北海道

旅行者は旅行を計画するとき、どのような目的、嗜好でその場所を選ぶのだろう。複数人での旅行では、案外場所は二次的なものであったりして、実際には、勉強会と銘打った集まりが、単に大真面目に勉強をするのではなく、試験に対する不安、不満を語り合う事こそを真の目的としていると各々が心中で了解しているように、仲間と楽しく非日常を過ごす事が肝要である場合が多いと思う。それに対して、一人での旅行では自分自身を納得させるだけの目的が必要になる。

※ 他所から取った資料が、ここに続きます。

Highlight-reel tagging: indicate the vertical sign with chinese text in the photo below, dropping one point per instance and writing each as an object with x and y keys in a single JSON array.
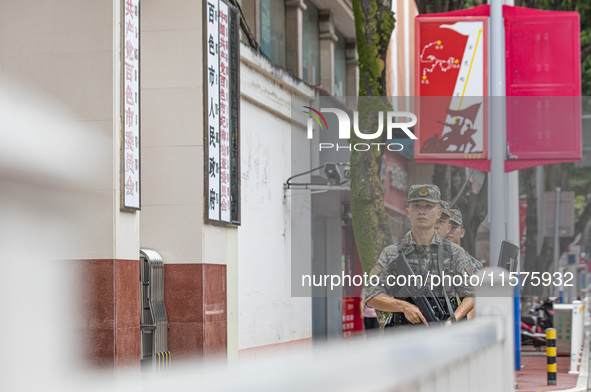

先日9月2日から5日までの期間、北海道に旅行に行った。道内の移動には電車を利用し、本州からは飛行機を利用した。夏だったから軽装で、荷物が今までで一番軽かったと思う。ランドセルで足りたんじゃないかな。男性は楽だ。
北海道を選んだのは、『人生で一度は行かないと』と漠然と考えていたのと、それだけでも十分に目的とし得るほどの美味しい食べ物のイメージがあったため。ただ、何よりもこの旅行に求めていたのは、自分が旅行に対して何を求めているのかを自覚する事だった。今まででも多少の心当たりはあった。家、学校、アルバイトといった諸々の関係から一時だけでも外れて、社交性から身を守ったような気分に浸るため。心奪われる美しい風景を見るため。その土地の美味しい食べ物を食べるため。これらは確かに実感を伴っているけど、とてもこれだけでは説明し足りない。今回の旅行ではそれを探し、見つけることができたと思う。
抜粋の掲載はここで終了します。